Firmy pożyczkowe, czyli te spoza sektora bankowego, nie mają ostatnio dobrej passy. W maju odnotowały spadki rok do roku zarówno w wartości udzielonych pożyczek (-12 proc.), jak i w liczbie (-8,5 proc.). W maju udzieliły finansowania na kwotę 551 mln zł, udzielając 222,2 tys. pożyczek. Średnia wartość pożyczki pozabankowej wyniosła 2 480 zł i była niższa od średniej sprzed roku o 4 proc. – wynika z danych Biura Informacji Kredytowej.

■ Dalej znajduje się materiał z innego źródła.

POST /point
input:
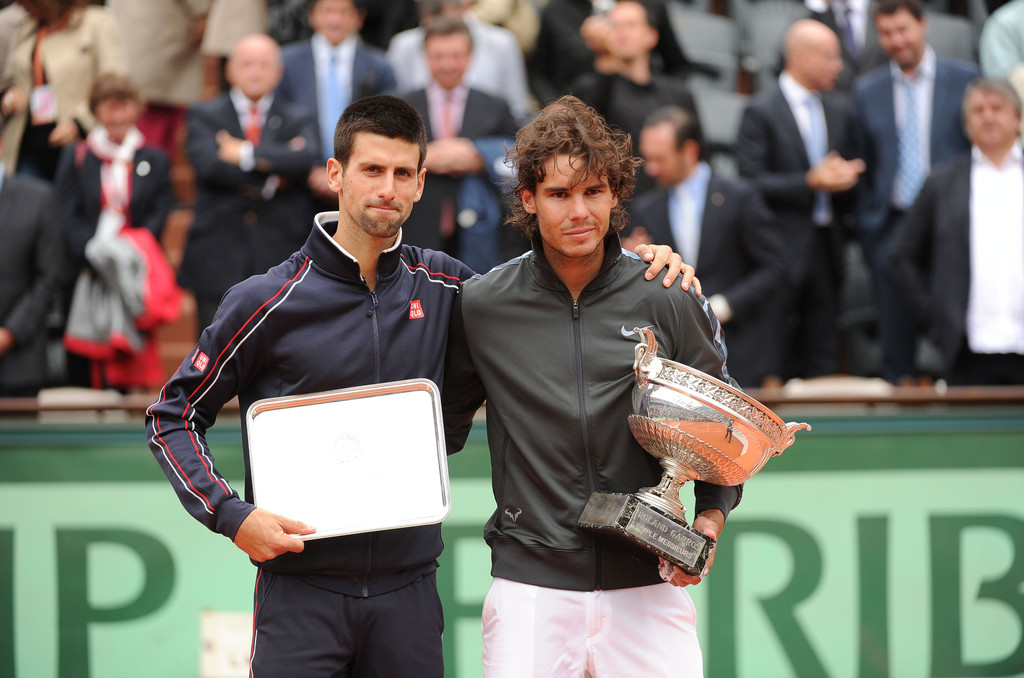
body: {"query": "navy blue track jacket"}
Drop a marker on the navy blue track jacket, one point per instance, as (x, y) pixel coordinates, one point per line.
(309, 325)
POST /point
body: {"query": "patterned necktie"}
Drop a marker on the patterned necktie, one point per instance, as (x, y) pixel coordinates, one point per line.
(848, 36)
(817, 149)
(910, 170)
(333, 104)
(254, 127)
(448, 131)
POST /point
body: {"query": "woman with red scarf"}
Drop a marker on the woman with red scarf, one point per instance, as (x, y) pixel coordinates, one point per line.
(54, 55)
(116, 195)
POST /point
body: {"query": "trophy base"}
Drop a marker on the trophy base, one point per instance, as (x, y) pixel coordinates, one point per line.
(626, 516)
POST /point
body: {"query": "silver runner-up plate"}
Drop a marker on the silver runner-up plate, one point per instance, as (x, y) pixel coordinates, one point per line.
(352, 460)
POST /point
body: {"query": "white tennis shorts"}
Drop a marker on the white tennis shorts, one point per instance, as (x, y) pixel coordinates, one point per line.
(647, 631)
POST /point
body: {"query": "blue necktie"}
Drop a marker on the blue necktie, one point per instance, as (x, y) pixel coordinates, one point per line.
(332, 106)
(817, 149)
(910, 170)
(848, 37)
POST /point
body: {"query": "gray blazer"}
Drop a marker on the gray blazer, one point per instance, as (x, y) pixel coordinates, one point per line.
(32, 264)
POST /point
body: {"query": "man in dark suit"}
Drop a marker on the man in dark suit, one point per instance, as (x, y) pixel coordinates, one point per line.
(468, 132)
(721, 225)
(851, 19)
(252, 204)
(624, 87)
(899, 150)
(32, 264)
(794, 141)
(327, 72)
(970, 214)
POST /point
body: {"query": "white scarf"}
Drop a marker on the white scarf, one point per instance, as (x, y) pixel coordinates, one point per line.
(115, 176)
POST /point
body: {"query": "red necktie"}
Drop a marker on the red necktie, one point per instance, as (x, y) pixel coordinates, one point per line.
(254, 129)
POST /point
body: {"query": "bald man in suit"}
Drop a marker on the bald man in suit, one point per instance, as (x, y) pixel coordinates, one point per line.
(721, 225)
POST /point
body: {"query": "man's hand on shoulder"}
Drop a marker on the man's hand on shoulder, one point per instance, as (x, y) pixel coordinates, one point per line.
(263, 535)
(660, 256)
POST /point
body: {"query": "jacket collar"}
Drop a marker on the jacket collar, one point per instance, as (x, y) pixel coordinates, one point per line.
(334, 260)
(548, 278)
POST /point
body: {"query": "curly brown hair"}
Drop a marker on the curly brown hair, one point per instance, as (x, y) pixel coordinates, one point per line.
(569, 127)
(51, 11)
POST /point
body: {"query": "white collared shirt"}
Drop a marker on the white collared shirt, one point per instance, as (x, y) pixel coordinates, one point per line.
(686, 203)
(436, 96)
(243, 108)
(995, 302)
(345, 52)
(924, 89)
(799, 97)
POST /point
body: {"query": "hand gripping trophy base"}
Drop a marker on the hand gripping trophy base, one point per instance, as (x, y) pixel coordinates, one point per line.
(698, 428)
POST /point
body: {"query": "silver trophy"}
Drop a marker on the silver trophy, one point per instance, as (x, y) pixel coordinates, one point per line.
(698, 428)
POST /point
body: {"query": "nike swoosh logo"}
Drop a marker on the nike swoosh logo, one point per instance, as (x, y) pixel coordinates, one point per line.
(632, 333)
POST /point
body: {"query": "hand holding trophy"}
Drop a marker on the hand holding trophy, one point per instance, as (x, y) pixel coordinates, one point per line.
(698, 428)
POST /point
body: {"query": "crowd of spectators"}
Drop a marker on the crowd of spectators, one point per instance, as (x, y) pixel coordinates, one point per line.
(798, 226)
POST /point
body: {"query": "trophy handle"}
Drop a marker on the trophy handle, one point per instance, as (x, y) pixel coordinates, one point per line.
(644, 354)
(666, 494)
(791, 432)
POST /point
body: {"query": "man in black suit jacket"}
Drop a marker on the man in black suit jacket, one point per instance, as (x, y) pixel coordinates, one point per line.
(624, 86)
(467, 131)
(252, 204)
(879, 103)
(970, 212)
(32, 264)
(361, 71)
(793, 142)
(852, 22)
(721, 225)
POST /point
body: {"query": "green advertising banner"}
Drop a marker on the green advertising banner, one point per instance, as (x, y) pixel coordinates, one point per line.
(876, 546)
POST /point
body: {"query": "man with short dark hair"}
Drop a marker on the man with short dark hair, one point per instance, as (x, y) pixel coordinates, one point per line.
(970, 214)
(326, 72)
(353, 306)
(467, 131)
(252, 153)
(908, 120)
(796, 144)
(724, 226)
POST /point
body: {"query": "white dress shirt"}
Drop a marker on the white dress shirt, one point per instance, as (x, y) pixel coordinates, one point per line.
(924, 89)
(243, 107)
(995, 303)
(686, 202)
(345, 53)
(804, 102)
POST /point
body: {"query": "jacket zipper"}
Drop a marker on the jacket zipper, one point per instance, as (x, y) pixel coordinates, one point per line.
(591, 479)
(372, 312)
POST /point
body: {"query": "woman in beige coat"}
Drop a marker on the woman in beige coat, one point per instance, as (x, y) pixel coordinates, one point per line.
(53, 58)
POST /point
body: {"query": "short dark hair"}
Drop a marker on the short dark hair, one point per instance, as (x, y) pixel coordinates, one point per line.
(569, 127)
(890, 7)
(445, 26)
(384, 115)
(113, 86)
(684, 123)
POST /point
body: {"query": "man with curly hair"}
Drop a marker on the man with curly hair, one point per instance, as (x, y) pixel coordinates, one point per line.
(548, 340)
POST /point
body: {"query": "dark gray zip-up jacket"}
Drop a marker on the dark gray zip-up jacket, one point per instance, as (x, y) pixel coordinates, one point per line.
(557, 375)
(309, 325)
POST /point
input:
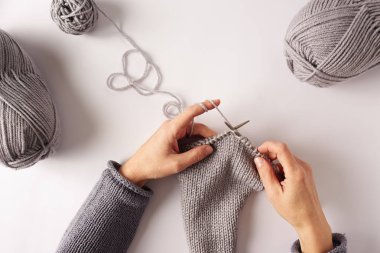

Maj nie jest wyjątkiem. Przez pierwsze pięć miesięcy tego roku firmy pożyczkowe udzieliły 1 110 tys. pożyczek na łączną kwotę 2,846 mld zł. To mniej odpowiednio o 3,2 proc. i 3,3 proc. niż rok temu. Słabość sprzedaży firm pożyczkowych kontrastuje ze wzrostem sprzedaży kredytów konsumpcyjnych w bankach – tempo sięga 7-8 proc. w skali roku. Spadki sprzedaży firm pożyczkowych są tym bardziej widoczne, jeśli porówna się je ze wzrostem sięgającym 60-70 proc. na początku 2018 r. Powód tej słabości to najprawdopodobniej problemy tego typu podmiotów z pozyskaniem odpowiedniego finansowania.

Przez pierwsze pięć miesięcy w tym roku 42 proc. wartości udzielonych pożyczek dotyczyło kwot powyżej 5 tys. zł. W ujęciu liczbowym omawianego okresu dominowały pożyczki do kwoty 1 tys. zł, które stanowiły 39 proc. liczby udzielonego finansowania. W ujęciu wartościowym pożyczki udzielone na kwoty poniżej 1 tys. zł miały 9 proc. udział w sprzedaży. Dodatnia dynamika liczby udzielanych pożyczek w okresie styczeń – maj 2019 r. dotyczyła jedynie pożyczek niskokwotowych (< 1tys.zł) i wynosiła (+5,1 proc.) oraz wysokokwotowych (> 5 tys. zł), w przypadku których wyniosła ona (+0,7 proc.). Najwyższą ujemną dynamikę w ujęciu liczbowym odnotowały pożyczki z przedziału kwotowego 1,5 do 2 tys. zł (-12 proc.).